科目名 東南アジア研究
単位数 2.0
担当者 国際学部 准教授 板谷 大世
履修時期 後期
履修対象 2年
概要 ・世界最大のムスリム人口を抱えるインドネシア、敬虔な仏教徒の国家であるタイ、ヒンズー教徒が多数を占めるバリ島、カトリック教徒が8割を占めるフィリピン、このように宗教だけを見ても東南アジアは多様性に富んでいます。また経済的に見ても、ミャンマーやカンボジアなどと、ブルネイやシンガポールとの間には、100倍近い経済的な格差もあります。政治的にも、独立以来、議会制民主主義を大切にしてきた国もあれば、20年近く国会が停止されていた国もあります。
・こうした多様性をもって、東南アジアは政治経済的に「東西対立と南北問題の接点」であり、文化的には「文化の十字路」に位置している、ともいわれます。こうした、政治・経済・文化の面において多様性をもつ東南アジア地域を理解するための、最初の一歩として本講義は位置づけられています。写真やビデオなども活用しながら、東南アジアを身近に感じるように講義を進めます。
科目の到達目標 ・東南アジアは非常に多様な性格をもった国々からなる地域であることを理解すると同時に、多様性の中にある共通性についても理解できるようになる。
受講要件 特になし。
事前・事後学修の内容 ・東南アジア諸国の政治、経済、および社会に関するニュース記事をノートなどに整理する。

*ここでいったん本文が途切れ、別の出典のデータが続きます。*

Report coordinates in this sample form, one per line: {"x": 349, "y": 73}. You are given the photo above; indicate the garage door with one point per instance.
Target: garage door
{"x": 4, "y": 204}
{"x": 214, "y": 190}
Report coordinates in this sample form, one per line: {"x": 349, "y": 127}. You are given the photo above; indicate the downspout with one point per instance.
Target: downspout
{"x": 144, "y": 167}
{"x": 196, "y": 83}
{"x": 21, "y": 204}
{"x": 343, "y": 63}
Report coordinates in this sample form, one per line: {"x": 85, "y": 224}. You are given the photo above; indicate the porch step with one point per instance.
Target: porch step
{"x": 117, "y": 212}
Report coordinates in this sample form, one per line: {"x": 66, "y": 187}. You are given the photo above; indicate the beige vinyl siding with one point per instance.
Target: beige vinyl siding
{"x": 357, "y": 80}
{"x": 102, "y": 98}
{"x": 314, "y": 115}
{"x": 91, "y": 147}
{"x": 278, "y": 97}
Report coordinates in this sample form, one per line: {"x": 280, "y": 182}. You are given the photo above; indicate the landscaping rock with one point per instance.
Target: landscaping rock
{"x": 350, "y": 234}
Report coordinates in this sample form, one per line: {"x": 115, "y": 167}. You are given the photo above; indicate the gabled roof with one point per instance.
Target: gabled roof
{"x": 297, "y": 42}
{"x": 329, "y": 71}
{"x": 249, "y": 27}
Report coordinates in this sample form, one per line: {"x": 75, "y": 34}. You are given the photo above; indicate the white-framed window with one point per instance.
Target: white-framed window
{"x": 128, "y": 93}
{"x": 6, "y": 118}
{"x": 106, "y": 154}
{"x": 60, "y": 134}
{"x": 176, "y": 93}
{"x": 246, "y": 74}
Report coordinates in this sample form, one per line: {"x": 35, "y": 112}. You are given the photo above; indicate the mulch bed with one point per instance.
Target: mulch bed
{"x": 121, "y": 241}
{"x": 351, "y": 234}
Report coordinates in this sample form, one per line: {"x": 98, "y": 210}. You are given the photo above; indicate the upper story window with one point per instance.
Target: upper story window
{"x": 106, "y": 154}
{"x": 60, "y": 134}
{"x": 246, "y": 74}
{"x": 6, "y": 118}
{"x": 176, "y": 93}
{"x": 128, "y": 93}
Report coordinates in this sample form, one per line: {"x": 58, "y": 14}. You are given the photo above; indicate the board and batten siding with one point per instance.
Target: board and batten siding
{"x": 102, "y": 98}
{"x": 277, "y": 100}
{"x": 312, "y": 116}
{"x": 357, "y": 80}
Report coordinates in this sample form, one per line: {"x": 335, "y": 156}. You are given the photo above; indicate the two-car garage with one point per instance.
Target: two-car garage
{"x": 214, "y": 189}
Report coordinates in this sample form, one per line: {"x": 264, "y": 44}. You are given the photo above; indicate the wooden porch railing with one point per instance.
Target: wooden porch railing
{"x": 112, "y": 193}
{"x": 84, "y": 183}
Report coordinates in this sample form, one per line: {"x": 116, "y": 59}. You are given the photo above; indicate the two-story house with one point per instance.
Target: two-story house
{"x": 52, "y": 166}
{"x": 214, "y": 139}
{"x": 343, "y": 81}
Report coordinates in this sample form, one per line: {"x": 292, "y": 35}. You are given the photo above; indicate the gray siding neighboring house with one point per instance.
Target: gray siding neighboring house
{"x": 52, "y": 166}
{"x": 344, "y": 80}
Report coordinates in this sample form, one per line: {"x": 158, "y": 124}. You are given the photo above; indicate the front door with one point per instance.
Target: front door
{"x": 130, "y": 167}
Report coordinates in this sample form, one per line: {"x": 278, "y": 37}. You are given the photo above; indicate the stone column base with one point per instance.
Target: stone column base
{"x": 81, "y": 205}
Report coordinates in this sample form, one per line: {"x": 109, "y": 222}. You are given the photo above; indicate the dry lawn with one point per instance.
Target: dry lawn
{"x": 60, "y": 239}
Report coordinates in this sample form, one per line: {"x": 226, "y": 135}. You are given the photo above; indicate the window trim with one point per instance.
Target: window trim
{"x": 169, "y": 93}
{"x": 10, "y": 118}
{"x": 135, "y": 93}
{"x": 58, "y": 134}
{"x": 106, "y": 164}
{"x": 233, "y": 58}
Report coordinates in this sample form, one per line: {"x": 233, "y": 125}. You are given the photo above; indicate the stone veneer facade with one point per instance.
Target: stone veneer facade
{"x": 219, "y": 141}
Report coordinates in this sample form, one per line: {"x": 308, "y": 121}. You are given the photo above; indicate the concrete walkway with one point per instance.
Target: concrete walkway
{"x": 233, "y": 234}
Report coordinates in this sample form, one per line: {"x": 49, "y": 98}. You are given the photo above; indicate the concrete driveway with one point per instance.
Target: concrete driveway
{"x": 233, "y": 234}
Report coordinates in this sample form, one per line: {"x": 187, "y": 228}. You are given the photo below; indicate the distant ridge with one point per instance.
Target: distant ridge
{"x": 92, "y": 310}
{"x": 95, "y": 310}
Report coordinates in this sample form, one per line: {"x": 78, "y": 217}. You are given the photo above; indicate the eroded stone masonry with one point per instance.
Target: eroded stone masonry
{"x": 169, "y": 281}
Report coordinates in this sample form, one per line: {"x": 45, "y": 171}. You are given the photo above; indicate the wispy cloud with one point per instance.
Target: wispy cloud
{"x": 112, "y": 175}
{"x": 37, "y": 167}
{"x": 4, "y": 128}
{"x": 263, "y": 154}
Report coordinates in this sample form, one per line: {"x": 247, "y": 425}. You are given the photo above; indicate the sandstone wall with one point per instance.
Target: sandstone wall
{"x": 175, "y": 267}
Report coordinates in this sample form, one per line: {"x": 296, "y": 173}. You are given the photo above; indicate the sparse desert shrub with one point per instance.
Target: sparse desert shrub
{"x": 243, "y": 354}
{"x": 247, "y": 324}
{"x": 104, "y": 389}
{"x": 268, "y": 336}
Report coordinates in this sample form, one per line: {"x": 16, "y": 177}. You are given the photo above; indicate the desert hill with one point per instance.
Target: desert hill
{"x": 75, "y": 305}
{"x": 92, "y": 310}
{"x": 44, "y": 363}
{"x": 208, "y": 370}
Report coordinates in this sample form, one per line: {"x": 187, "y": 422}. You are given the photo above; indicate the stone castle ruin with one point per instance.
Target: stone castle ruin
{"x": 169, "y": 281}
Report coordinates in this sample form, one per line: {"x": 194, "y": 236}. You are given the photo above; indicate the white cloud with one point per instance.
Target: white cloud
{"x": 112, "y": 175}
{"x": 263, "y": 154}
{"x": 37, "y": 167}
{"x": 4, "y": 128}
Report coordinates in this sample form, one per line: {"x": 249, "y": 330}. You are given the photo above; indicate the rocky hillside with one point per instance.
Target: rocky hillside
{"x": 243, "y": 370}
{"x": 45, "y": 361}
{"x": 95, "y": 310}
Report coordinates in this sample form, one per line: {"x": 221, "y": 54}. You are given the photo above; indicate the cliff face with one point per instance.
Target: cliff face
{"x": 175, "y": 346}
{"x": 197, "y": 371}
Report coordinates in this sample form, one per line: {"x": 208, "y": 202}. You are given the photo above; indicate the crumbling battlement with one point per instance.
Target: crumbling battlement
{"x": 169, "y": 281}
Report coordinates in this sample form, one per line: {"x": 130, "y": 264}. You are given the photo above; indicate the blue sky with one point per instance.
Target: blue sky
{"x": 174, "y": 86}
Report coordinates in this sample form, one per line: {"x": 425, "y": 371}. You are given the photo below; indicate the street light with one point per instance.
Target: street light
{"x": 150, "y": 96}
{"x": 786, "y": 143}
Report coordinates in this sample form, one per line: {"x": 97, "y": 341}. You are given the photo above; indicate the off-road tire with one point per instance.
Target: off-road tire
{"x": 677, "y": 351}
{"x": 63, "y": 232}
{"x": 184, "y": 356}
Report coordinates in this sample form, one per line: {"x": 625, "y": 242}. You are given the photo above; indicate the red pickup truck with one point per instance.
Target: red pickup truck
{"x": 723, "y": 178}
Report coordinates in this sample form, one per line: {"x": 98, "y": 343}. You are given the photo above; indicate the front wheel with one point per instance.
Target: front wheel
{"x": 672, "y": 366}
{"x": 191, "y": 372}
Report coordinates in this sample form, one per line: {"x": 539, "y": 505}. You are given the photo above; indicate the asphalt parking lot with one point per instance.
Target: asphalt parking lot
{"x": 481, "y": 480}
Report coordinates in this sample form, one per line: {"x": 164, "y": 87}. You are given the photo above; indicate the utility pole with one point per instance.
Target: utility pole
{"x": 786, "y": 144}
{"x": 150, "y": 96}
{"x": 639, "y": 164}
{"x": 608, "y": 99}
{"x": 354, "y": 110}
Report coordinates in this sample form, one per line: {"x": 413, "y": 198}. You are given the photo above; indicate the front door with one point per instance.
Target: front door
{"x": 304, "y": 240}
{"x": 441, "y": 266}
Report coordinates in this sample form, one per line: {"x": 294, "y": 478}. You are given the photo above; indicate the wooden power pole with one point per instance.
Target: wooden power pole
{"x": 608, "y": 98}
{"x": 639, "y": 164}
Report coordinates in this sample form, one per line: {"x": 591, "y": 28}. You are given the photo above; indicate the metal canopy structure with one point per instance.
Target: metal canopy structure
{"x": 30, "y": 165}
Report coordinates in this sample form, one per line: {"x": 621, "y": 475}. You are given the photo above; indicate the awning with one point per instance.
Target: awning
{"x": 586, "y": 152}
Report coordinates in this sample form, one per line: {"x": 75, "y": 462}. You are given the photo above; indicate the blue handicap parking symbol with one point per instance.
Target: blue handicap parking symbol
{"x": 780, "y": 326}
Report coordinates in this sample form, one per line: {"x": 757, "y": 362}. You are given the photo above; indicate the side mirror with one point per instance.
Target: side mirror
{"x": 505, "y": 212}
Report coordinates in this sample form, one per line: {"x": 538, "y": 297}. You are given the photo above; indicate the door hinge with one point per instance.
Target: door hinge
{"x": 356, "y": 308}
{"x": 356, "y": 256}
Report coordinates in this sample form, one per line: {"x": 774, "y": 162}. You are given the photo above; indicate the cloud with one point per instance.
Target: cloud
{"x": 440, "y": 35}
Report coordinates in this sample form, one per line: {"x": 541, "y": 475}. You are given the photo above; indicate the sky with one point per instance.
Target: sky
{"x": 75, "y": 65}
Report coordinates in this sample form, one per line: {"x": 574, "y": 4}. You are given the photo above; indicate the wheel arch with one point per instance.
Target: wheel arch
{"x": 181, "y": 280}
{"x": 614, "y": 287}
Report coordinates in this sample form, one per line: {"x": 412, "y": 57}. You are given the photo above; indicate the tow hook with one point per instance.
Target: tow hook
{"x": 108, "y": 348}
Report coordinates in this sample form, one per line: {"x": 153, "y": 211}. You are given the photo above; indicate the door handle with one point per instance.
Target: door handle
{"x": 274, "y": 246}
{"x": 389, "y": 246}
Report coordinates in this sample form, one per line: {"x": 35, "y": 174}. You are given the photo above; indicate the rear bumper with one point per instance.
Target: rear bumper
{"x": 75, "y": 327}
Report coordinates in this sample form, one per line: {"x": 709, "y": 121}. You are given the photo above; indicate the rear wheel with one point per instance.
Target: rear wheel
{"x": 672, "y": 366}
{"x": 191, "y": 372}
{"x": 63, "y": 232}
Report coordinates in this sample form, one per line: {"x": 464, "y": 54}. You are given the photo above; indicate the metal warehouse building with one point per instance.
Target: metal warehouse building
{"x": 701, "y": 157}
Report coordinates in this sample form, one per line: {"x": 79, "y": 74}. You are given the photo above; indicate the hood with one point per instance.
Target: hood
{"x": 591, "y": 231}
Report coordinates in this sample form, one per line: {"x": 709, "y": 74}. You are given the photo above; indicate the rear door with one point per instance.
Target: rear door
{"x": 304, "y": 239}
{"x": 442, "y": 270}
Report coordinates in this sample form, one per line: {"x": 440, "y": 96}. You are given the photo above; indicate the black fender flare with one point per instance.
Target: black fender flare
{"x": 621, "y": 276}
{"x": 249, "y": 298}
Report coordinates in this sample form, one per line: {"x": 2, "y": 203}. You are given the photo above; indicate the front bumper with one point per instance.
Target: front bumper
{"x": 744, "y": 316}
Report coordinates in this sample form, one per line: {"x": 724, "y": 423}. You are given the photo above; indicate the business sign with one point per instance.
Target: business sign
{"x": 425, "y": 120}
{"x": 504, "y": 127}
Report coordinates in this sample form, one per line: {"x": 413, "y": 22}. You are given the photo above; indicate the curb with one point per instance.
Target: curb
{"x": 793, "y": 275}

・講義で配布したプリントの内容をノートなどに整理する。
講義内容 ・講義ではまず最初に、東南アジアを地域として理解することから始めます。東南アジアに位置する国家の認識だけを深めても、東南アジアの全体像を理解することは難しいからです。植民地としての歴史、民族問題、中国との関係、日本の軍事侵攻、ASEANを中心とする国際関係など、東南アジアを地域として理解するために不可欠な要素の解説から講義をスタートさせます。
・東南アジアの地域的特徴を理解した上で、教科書を利用しながら国家レベルでの理解を深めます。

1 東南アジアとは
2 東南アジアと日本
3 東南アジアと植民地支配、そして独立運動
4 東南アジアと中国
5 インドネシアについて
6 マレーシアについて
7 シンガポールについて(2回)
9 フィリピンについて
10 タイについて
11 ミャンマーについて
12 冷戦とベトナム戦争
13 ベトナム、カンボジア・ラオスについて(2回)
15 期末レポートの作成
評価方法 ・ミニテストなどで評価する授業への取り組み(50%)と、最後の授業での期末レポート作成(50%)により評価します。単位を取得するためには、それぞれにおいて60%以上の評価が必要です。
・評価方法の詳細については、第一回目の講義の際に説明します。
教科書等 ・教科書:清水一史、田村慶子、横山豪志(編著)、『東南アジア現代政治入門』ミネルヴァ書房、2011年。
・参考書などは授業中に紹介します。
担当者プロフィール 東南アジア諸国の政治分析が専門。他の担当科目は「開発政治論」、「東南アジア研究」など。